The SKA will be the world’s largest radio telescope, using thousands of antennae to receive signals from the depths of space.

"The SKA generates so much data, in the order of 14 exabytes (equivalent to 14-billion 1GB iPods) per day," says Dr Engbersen. "We need to focus on building an efficient computer system behind this so we can deal with this amount of data, without using power that no one can afford."

According to IBM, the four-year partnership would "research extremely fast, but low-power exa-scale computer systems aimed at developing advanced technologies for handling the massive amounts of data … produced by the SKA".

The South African component will focus on visualisation, desert-proof technology and software analytics.

Dr Engbersen explains: "Visualisation (is) how to deal with this data so astronomers can make sense of it." The large quantities of data will be processed, analysed and converted into images, which are easier for astronomers to understand, rather than an amorphous series of numbers.

Western Australia and South Africa’s Karoo, where the SKA will be built, are "extreme" environments, and the microservers used to process the data will need to withstand these conditions, IBM says, noting that they have to be "desert proof".

In terms of software analytics, South Africa’s MeerKAT, a 64-dish SKA precursor, will be "used for the testing and development of a sophisticated software programme", IBM says.

Dr Engbersen is more specific, saying the research will try to develop "software that can automatically make its own decisions about what data are important and not important".

However, the research will not only benefit radio astronomy, says DOME SA technical co-ordinator Simon Ratcliffe. "This project lays the foundation to help the scientific community solve other data challenges such as climate change, genetic information and personal medical data."

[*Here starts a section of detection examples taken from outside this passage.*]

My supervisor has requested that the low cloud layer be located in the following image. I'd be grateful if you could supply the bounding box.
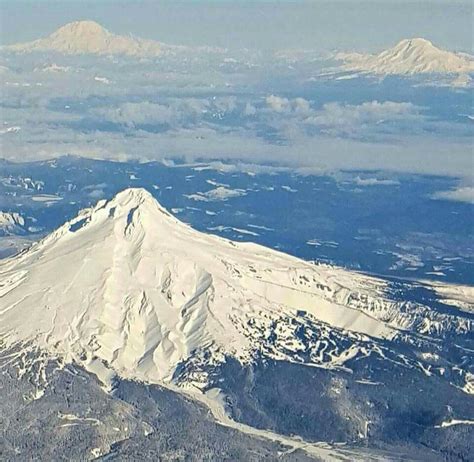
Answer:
[0,51,473,182]
[432,186,474,204]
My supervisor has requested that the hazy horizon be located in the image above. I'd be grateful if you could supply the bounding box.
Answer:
[0,0,472,52]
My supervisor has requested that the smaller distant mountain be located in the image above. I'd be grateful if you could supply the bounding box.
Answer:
[336,38,474,75]
[4,21,181,57]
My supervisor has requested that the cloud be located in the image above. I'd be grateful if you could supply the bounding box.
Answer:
[354,176,400,186]
[265,95,310,114]
[431,186,474,204]
[0,49,472,183]
[305,101,423,135]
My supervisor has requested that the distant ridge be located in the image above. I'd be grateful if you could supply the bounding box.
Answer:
[336,38,474,75]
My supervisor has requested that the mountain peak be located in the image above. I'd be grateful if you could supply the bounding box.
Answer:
[112,188,161,207]
[395,37,434,48]
[340,37,474,75]
[50,20,110,37]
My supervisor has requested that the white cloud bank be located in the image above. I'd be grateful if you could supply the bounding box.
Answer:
[431,186,474,204]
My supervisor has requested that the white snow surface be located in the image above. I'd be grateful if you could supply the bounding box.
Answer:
[0,211,25,235]
[4,21,169,57]
[0,189,472,384]
[336,38,474,75]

SKA South Africa director Bernie Fanaroff has previously said that the SKA will help position South Africa so that it will have the skills and expertise to play a role in the developing field. "I’m trying to get big data started in this country," he said. "It is one of the major spin-offs of the SKA, which will set the foundations for a big data."

Says IBM: "Every day, we create 2.5-quintillion bytes of data — so much that 90% of the data in the world today has been created in the past two years alone.

"This data comes from everywhere: sensors used to gather climate information, posts to social media sites, digital pictures and videos, purchase transaction records, and cellphone GPS signals, to name a few. This data is big data."

And the volume of data is expected to keep increasing, say experts.

"Practically everything we do, that data is stored somewhere by someone," says Alan Smeaton, a professor of computing at Dublin City University who spoke at the European Union Science Conference in Brussels last week. "The act of collecting this personal data leads to the possibility that the secondary data will be more useful (than) the primary data."

The act of mining this data is called analytics. The information and patterns extracted in this way can be more useful to industries than the primary data.

"Big data has the ability to transform industries," Dr Smeaton says, citing health, financial services, advertising and education.

Christina Peters, chief privacy officer at IBM, says: "Why is big data so important right now? Organisations are generating, collecting, using far more data than they can make sense of using traditional methods."

One example is tracking information and GPS: if your daily route information, attained by GPS, can be collated with those of thousands, if not millions, of other people’s, it would be possible for authorities to work out optimal ways to deliver services such as public transport, Dr Smeaton says.

However, there is a great deal of tension in the big data space — aside from how to compute it all.

A session at the EU Science Conference called "Data Protection in an Era of Big Data" looked at privacy concerns around big data. The EU is trying to legislate the use of private information by companies.

Dr Smeaton argues against using legislation, which he describes as a "blunt instrument". While he acknowledges there are "natural threats" such as profiling, tracking and discrimination, he says "analytics can have enormous benefits".

But the reality is that the technology is not there yet. The SKA — and projects such as DOME — will go a long way to developing the computer systems necessary to deal with huge quantities of data.

• Wild was a guest of Intelligence in Science at the EU Science Conference in Brussels.